Perché la pace, per Leone XIV, non è solo un auspicio ma un programma. È l’unico ponte possibile tra la Chiesa e il mondo lacerato che la circonda. È anche il punto di continuità più evidente con Papa Francesco: il rifiuto di ogni logica di guerra, la critica al riarmo europeo, l’attenzione ai popoli martoriati da conflitti dimenticati. Ma lo fa con un tono che è tutto suo: meno appelli pubblici, più diplomazia silenziosa.
E se c’è una rivoluzione che Leone XIV ha già messo in atto, è proprio questa: riportare la Chiesa a un ruolo di regia silenziosa, capace di parlare ai potenti con il linguaggio dei secoli, non con i post su X. Capace di tenere il timone dritto, anche quando le onde sono alte e la nave cigola.

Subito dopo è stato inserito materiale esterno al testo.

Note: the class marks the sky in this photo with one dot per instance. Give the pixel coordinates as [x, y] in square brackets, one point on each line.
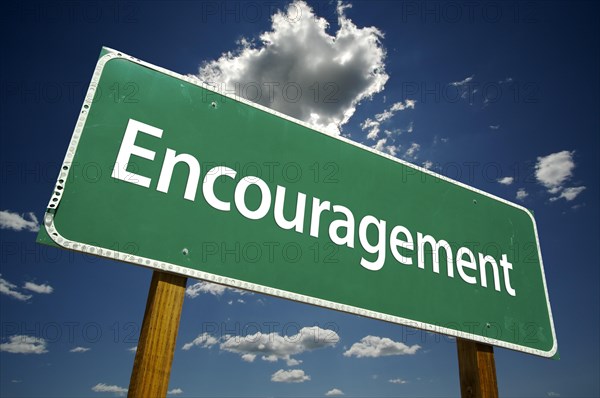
[502, 96]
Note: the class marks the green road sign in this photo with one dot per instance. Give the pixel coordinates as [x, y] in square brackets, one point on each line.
[164, 172]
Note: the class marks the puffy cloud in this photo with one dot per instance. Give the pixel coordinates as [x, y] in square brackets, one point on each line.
[80, 349]
[101, 387]
[21, 344]
[374, 347]
[554, 170]
[569, 194]
[301, 70]
[40, 289]
[522, 194]
[17, 222]
[289, 376]
[204, 340]
[506, 180]
[270, 347]
[10, 289]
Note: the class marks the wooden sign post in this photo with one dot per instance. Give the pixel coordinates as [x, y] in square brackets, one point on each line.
[477, 370]
[156, 346]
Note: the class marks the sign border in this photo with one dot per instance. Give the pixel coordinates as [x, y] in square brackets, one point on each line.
[110, 54]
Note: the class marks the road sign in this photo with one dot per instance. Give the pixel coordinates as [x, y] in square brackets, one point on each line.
[164, 172]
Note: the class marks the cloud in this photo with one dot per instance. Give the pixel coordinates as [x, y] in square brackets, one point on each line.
[462, 82]
[41, 289]
[17, 222]
[270, 347]
[10, 290]
[21, 344]
[522, 194]
[204, 340]
[80, 349]
[569, 194]
[506, 180]
[101, 387]
[289, 376]
[411, 152]
[301, 70]
[373, 127]
[199, 288]
[554, 170]
[374, 347]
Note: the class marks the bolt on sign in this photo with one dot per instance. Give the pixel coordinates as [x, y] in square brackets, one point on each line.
[165, 172]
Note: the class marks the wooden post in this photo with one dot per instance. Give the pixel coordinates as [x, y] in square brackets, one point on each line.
[156, 346]
[477, 370]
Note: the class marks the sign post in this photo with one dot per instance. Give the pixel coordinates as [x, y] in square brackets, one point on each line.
[477, 370]
[156, 345]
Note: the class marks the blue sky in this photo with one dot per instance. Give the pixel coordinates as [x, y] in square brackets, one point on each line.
[501, 96]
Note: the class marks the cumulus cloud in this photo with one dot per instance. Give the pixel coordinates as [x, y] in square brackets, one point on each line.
[199, 288]
[374, 347]
[204, 340]
[506, 180]
[289, 376]
[568, 194]
[80, 349]
[522, 194]
[101, 387]
[10, 290]
[17, 222]
[270, 347]
[40, 289]
[301, 70]
[373, 127]
[21, 344]
[554, 170]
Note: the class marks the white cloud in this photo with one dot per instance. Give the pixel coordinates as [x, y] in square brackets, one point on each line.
[10, 290]
[270, 347]
[289, 376]
[79, 349]
[462, 82]
[522, 194]
[411, 152]
[374, 347]
[569, 194]
[506, 180]
[204, 340]
[41, 289]
[332, 72]
[17, 222]
[21, 344]
[374, 126]
[199, 288]
[554, 170]
[101, 387]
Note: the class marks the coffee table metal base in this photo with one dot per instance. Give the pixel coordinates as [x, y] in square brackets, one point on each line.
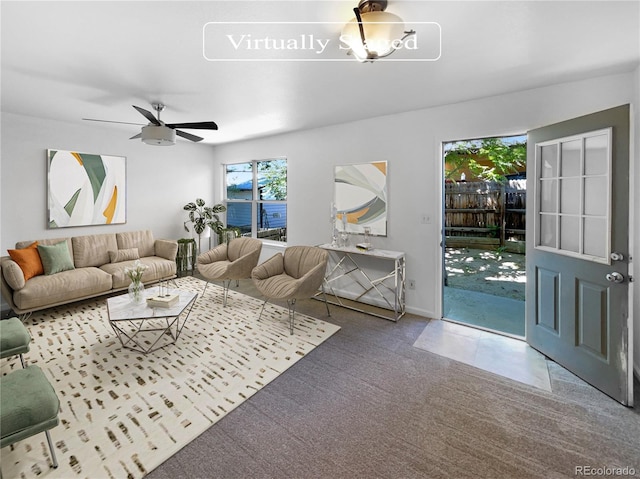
[145, 329]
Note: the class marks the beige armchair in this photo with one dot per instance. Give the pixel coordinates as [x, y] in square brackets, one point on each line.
[229, 261]
[297, 274]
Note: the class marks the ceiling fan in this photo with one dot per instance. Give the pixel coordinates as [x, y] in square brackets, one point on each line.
[159, 133]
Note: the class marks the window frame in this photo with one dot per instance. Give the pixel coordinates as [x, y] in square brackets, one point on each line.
[255, 200]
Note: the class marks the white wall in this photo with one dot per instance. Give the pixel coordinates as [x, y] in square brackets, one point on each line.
[160, 180]
[636, 206]
[410, 142]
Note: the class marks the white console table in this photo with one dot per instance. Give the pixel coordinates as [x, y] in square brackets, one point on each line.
[386, 289]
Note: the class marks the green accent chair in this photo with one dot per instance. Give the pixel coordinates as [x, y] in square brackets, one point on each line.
[14, 339]
[28, 406]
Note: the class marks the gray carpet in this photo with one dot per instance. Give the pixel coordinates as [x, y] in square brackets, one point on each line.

E soprattutto, capace di non cedere alla tentazione di farsi partito o fazione.
La tentazione, oggi più che mai, sarebbe forte: usare la visibilità globale del papato per occupare spazi politici, influenzare agende, dirigere voti. Ma Prevost non ci casca. Forse perché sa bene che, nella lunga storia della Chiesa, le vere rivoluzioni non le ha fatte chi urlava più forte, ma chi sapeva aspettare.
Leone XIV ha cominciato il suo pontificato con pochi gesti e molte omissioni. Ma proprio in quelle omissioni, nella scelta di non forzare, di non dividere, di non provocare, si sta già costruendo un nuovo modo di essere Papa. Più difficile da raccontare, forse. Ma potenzialmente molto più potente.